Hayley picked up the leather volume. “Hey! Are these werewolves and humans fighting together? Or maybe those are Weres in human form?”
“Nah, they’re werewolves and witches,” said Shea with a yawn.
“Shea!” I tossed a pillow at her. “Way to keep a secret.”
“Witches?” squeaked Lola. “Like cauldron-stirring, broomstick-riding witches?”
“Umm…”
“Please! You Westerners are so ignorant sometimes.” Fanya laughed.
Sara scowled at her. “Hey!”
Fanya waved away Sara’s indignation. “You rely on science to prove what’s real and forget the teachings of the old ways. Of course there’re witches. We have very distinct territories from theirs back in Ukraine. They can be … problematic.”
“My understanding is they help the, uh, humans,” I said, ignoring Hayley’s guffaw and Sara’s hostility.
“Yes, we have an uneasy truce with them, and human villages are neutral ground,” added Damka.
“How do you know about witches, Alice?” Hayley asked.
I reiterated the need for discretion, reminding them that Queen Christina and her court would think I was gathering a secret army. I explained how Shea and I met Gwendolyn over the summer. I filled them in on the wolfsbane accident, to which they all rolled their eyes that we hadn’t known it was poisonous to werewolves.

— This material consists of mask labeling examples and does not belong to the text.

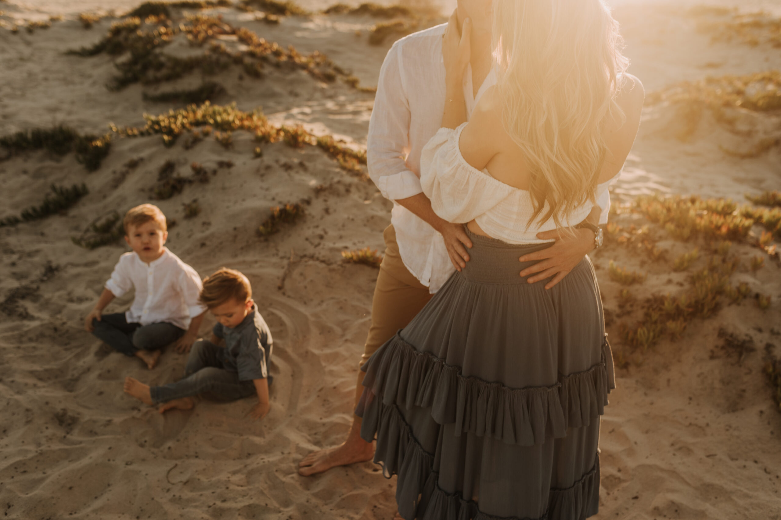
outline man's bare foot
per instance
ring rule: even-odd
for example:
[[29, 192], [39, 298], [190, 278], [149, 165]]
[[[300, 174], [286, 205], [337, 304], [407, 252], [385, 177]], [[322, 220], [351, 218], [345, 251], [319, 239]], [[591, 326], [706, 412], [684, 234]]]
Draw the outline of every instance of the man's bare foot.
[[165, 413], [169, 410], [173, 409], [189, 410], [194, 405], [195, 401], [193, 401], [191, 398], [180, 398], [179, 399], [173, 399], [173, 401], [162, 403], [160, 405], [160, 407], [157, 409], [157, 410], [160, 413]]
[[147, 364], [147, 368], [150, 370], [157, 366], [157, 362], [160, 359], [159, 350], [137, 350], [136, 357]]
[[316, 475], [337, 466], [346, 466], [364, 462], [374, 457], [374, 446], [363, 439], [348, 440], [326, 450], [312, 451], [298, 463], [298, 474], [304, 476]]
[[137, 379], [125, 377], [124, 391], [143, 403], [152, 405], [152, 394], [149, 393], [149, 385], [144, 384]]

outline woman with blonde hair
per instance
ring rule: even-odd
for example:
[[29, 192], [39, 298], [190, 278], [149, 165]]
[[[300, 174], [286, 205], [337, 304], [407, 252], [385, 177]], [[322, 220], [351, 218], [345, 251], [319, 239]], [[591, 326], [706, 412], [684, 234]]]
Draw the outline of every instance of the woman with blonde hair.
[[615, 387], [599, 288], [587, 257], [566, 277], [535, 260], [557, 228], [601, 245], [584, 219], [632, 147], [643, 87], [602, 0], [493, 9], [497, 84], [467, 122], [471, 23], [454, 12], [441, 128], [421, 157], [424, 193], [466, 225], [470, 260], [362, 368], [362, 436], [398, 476], [408, 520], [577, 520], [599, 504]]

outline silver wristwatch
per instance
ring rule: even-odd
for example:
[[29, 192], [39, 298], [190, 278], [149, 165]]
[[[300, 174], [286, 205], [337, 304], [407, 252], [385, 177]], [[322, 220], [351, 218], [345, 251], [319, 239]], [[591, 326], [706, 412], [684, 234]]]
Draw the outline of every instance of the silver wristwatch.
[[604, 241], [604, 235], [602, 233], [601, 228], [590, 222], [581, 222], [575, 226], [576, 229], [580, 229], [581, 228], [586, 228], [594, 232], [594, 249], [602, 246], [602, 242]]

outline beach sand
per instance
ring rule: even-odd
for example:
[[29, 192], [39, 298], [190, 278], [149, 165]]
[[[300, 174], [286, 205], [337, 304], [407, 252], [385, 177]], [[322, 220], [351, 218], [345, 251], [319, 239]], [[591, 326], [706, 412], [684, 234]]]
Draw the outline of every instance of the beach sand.
[[[616, 8], [630, 72], [647, 92], [708, 75], [781, 69], [781, 49], [766, 42], [711, 43], [697, 30], [702, 19], [686, 15], [686, 5], [622, 2]], [[80, 11], [98, 9], [121, 12], [127, 5], [95, 2], [74, 10], [54, 0], [0, 2], [0, 136], [60, 123], [102, 135], [109, 122], [142, 126], [144, 113], [183, 106], [146, 101], [142, 93], [191, 88], [201, 83], [199, 74], [112, 92], [105, 84], [116, 58], [63, 54], [96, 42], [116, 21], [105, 19], [86, 30], [76, 19]], [[48, 29], [9, 30], [20, 20], [58, 13], [64, 19]], [[369, 45], [378, 20], [368, 16], [289, 16], [269, 25], [231, 8], [205, 13], [222, 13], [226, 23], [283, 48], [324, 52], [362, 86], [376, 84], [393, 40]], [[230, 38], [223, 43], [237, 45]], [[177, 41], [166, 51], [194, 51]], [[323, 83], [301, 69], [265, 72], [263, 80], [239, 79], [237, 67], [207, 76], [226, 91], [214, 104], [235, 101], [244, 111], [262, 105], [273, 124], [301, 124], [313, 134], [365, 148], [371, 93], [341, 79]], [[685, 141], [672, 136], [684, 124], [676, 114], [666, 103], [645, 109], [626, 172], [613, 187], [616, 207], [654, 192], [746, 203], [746, 193], [781, 186], [778, 146], [751, 158], [722, 151], [777, 138], [777, 111], [736, 110], [736, 124], [747, 129], [738, 133], [706, 111]], [[255, 158], [259, 144], [247, 132], [234, 133], [230, 150], [212, 137], [190, 149], [185, 140], [165, 147], [159, 135], [115, 136], [110, 154], [91, 173], [73, 154], [31, 152], [0, 162], [0, 218], [40, 203], [52, 184], [83, 182], [89, 189], [62, 214], [0, 228], [0, 511], [4, 518], [24, 519], [392, 518], [395, 480], [385, 479], [371, 462], [308, 478], [298, 474], [306, 454], [338, 444], [349, 427], [377, 271], [344, 263], [341, 253], [366, 246], [381, 252], [390, 203], [316, 147], [264, 144], [262, 157]], [[129, 166], [130, 160], [139, 160], [137, 165]], [[120, 242], [88, 250], [72, 238], [95, 219], [149, 201], [166, 161], [183, 177], [189, 177], [193, 162], [210, 172], [208, 183], [187, 183], [181, 193], [153, 201], [176, 221], [168, 246], [201, 276], [222, 266], [245, 273], [271, 327], [275, 382], [271, 412], [261, 422], [245, 416], [251, 399], [201, 401], [191, 411], [159, 414], [123, 394], [123, 380], [172, 380], [181, 376], [185, 356], [169, 348], [150, 371], [137, 359], [108, 352], [83, 330], [84, 317], [127, 248]], [[219, 164], [227, 161], [233, 165]], [[187, 218], [184, 203], [196, 200], [200, 214]], [[305, 216], [259, 237], [257, 228], [271, 208], [287, 203], [301, 203]], [[624, 227], [647, 224], [626, 210], [615, 219]], [[609, 338], [617, 359], [622, 356], [618, 388], [602, 420], [596, 518], [781, 518], [781, 410], [763, 372], [767, 352], [781, 356], [779, 263], [765, 255], [764, 267], [753, 272], [751, 258], [761, 252], [734, 245], [741, 266], [732, 281], [744, 282], [750, 296], [694, 320], [679, 340], [665, 338], [644, 352], [622, 342], [620, 324], [640, 319], [642, 310], [619, 298], [624, 288], [608, 276], [609, 262], [647, 273], [630, 288], [640, 301], [679, 294], [694, 267], [706, 261], [703, 256], [688, 271], [671, 272], [672, 260], [693, 246], [658, 228], [651, 233], [668, 251], [666, 263], [613, 239], [591, 255], [604, 306], [615, 318]], [[755, 303], [759, 293], [772, 298], [765, 310]], [[119, 299], [106, 312], [123, 310], [130, 301]], [[207, 318], [201, 334], [213, 323]], [[751, 338], [746, 345], [754, 350], [722, 348], [720, 328]]]

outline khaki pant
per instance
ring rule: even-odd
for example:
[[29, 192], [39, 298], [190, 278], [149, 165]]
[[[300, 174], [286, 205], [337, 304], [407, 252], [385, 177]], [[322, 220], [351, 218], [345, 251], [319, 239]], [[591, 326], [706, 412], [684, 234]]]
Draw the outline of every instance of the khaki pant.
[[[421, 284], [401, 261], [396, 242], [396, 230], [391, 224], [383, 232], [385, 256], [380, 266], [377, 285], [372, 300], [372, 324], [366, 337], [361, 365], [372, 356], [397, 331], [407, 326], [431, 299], [429, 288]], [[355, 403], [361, 397], [364, 373], [358, 372]]]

“It’s right there in the name,” admonished Sara.
I also told them that Gwendolyn had helped me relocate to America after I’d been snuck out of the palace by Pierre at the request of my birth father. I swore them all to secrecy for the umpteenth time and told them about the three words that had been translated from the book: witch, werewolf, and vampire.
Fanya snatched it up, examining it closely. “This is in an Old East Slavic language. It’s similar to Ruthenian…”
“How do you know that?” Hayley squinted at the foreign language.
“I’m well-read in many ancient languages. Aren’t all noble werewolves? Of course this one has regional significance for my family. Did you know that originally only royal werewolves were taught to read and write?”
“Uh, no.” Hayley tried to keep a neutral face. “So can you read this?” She stabbed a finger at the text under a gruesome woodblock print of a man stabbing an upyr in the neck while four others held him down.
Fanya started sounding out a few syllables and attempted to translate: “‘To strike a death blow, strike from above, angle down sixty degrees with point of’ … something, something … ‘the heart. Alternatively, attack from behind, go up under rib. Placement must be precise and deep to penetrate the’ … something.”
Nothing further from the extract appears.